Financial Services ✦ Ghana, Kenya, South Africa
Corporate Wellness Rollout: SafeHers as an Employee Benefit
A financial services company integrated SafeHers training into their annual wellness programme for 180 female employees across three African offices, with measurable impact on employee confidence and retention.
Sector
Financial Services
Country
Ghana, Kenya, South Africa
Duration
3 months (June – August 2025)
Participants
180
Client
A pan-African financial services company (name withheld)
Key Outcome
94% felt safer commuting to/from work after training; training cited in employee engagement survey as a key wellbeing differentiator
Background
A financial services company with offices in Accra, Nairobi, and Johannesburg was developing their annual employee wellness programme. Their People team had identified that existing wellness offerings — gym memberships, EAP counselling — were valued but did not address one of their female employees' most frequently cited wellbeing concerns: personal safety, particularly around commuting, travel for work, and online security.

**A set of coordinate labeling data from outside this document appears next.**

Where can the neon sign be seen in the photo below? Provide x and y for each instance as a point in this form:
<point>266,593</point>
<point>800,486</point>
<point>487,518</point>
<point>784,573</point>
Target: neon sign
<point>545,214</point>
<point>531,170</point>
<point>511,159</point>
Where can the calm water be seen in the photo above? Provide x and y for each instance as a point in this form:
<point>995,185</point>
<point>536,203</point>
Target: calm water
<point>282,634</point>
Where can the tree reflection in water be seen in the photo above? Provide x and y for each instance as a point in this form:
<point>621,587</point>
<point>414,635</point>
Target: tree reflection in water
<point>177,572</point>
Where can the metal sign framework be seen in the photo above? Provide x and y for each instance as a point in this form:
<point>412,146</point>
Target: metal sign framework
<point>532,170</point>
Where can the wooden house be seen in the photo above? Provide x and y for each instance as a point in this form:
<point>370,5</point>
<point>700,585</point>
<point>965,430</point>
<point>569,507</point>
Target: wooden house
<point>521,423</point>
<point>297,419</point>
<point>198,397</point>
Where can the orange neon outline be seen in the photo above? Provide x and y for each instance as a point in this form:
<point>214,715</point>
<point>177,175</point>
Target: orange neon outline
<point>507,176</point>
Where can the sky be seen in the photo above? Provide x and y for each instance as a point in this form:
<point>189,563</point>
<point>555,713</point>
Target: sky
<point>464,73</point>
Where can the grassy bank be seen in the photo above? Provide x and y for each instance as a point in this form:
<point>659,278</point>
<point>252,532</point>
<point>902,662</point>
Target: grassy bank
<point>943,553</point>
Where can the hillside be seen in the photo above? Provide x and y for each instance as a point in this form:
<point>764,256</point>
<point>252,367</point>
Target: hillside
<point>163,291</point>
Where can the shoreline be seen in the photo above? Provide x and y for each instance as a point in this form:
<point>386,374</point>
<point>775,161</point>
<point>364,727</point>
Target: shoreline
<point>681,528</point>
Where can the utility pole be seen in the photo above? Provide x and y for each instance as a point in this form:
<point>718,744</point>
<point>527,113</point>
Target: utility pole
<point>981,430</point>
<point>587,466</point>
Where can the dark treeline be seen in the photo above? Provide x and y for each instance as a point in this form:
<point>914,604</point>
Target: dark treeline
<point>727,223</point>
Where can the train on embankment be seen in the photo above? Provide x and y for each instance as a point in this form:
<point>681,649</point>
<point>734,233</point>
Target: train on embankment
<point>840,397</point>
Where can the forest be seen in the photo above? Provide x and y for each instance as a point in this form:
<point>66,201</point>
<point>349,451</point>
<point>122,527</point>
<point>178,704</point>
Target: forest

The Head of People, herself a SafeHers Certified Educator, proposed integrating SafeHers training as the centrepiece of the women's wellness track for the financial year.
The Challenge
The programme needed to work across three geographies with meaningfully different risk environments:
- In Accra, mobile money fraud and keke/trotro safety were top concerns
- In Nairobi, transport safety and carjacking were priority topics
- In Johannesburg, home security and violent crime prevention were the primary focus
Additionally, the programme needed to be perceived as an employee benefit — not a tick-box compliance exercise — to drive voluntary participation and genuine engagement.
The Approach
SafeHers delivered three geography-specific workshops — one per office — each adapted to the local risk environment while sharing the same core framework and facilitation quality.
Accra session (60 participants): Full three-pillar curriculum with extended mobile money and online safety modules. Evening session to accommodate market-hours workers.
Nairobi session (70 participants): Extended personal safety and transport module. Included local emergency service numbers and NGO contact list specific to Kenya.
Johannesburg session (50 participants): Extended home safety module with South Africa-specific context. Partnered with a local women's safety NGO for supplementary support resources.
All participants received the digital resource library and were enrolled in a cross-office WhatsApp safety community managed by the three office champions.
Results
Post-programme survey results (n=164, 91% response rate):
- 94% reported feeling safer or much safer commuting to/from work
- 87% had changed at least one regular safety habit within 30 days of training
- 76% had shared at least one resource from the SafeHers library with a family member or friend
- The programme was cited in the company's annual engagement survey by 38 separate respondents as a reason they felt the company genuinely cared about their wellbeing
The Head of People reports that SafeHers training has become the highest-rated element of their annual wellness calendar, displacing the previously highest-rated financial wellness seminar.
What Worked
The geography-specific adaptation was essential and appreciated. Employees consistently noted in feedback that previous "safety training" had felt like generic content imported from elsewhere. The local specificity — correct transport names, relevant scam types, accurate emergency numbers — created immediate credibility and engagement.
The cross-office WhatsApp community created unexpected value. Women from Accra, Nairobi, and Johannesburg were sharing experiences and resources with each other weeks after the formal training ended.
Lessons Learned
Remote delivery of the Nairobi session (hybrid format with Zoom) worked less well than in-person sessions. Facilitation quality and participant engagement were noticeably lower. The hybrid model is not recommended for SafeHers workshops — in-person delivery is strongly preferred.
The programme surfaced several participants who disclosed prior incidents they had never reported. The company's EAP provider was engaged to follow up with these individuals. This highlights the importance of ensuring referral pathways are in place before delivering this type of programme.
This case study was prepared with client consent. All identifying details remain confidential.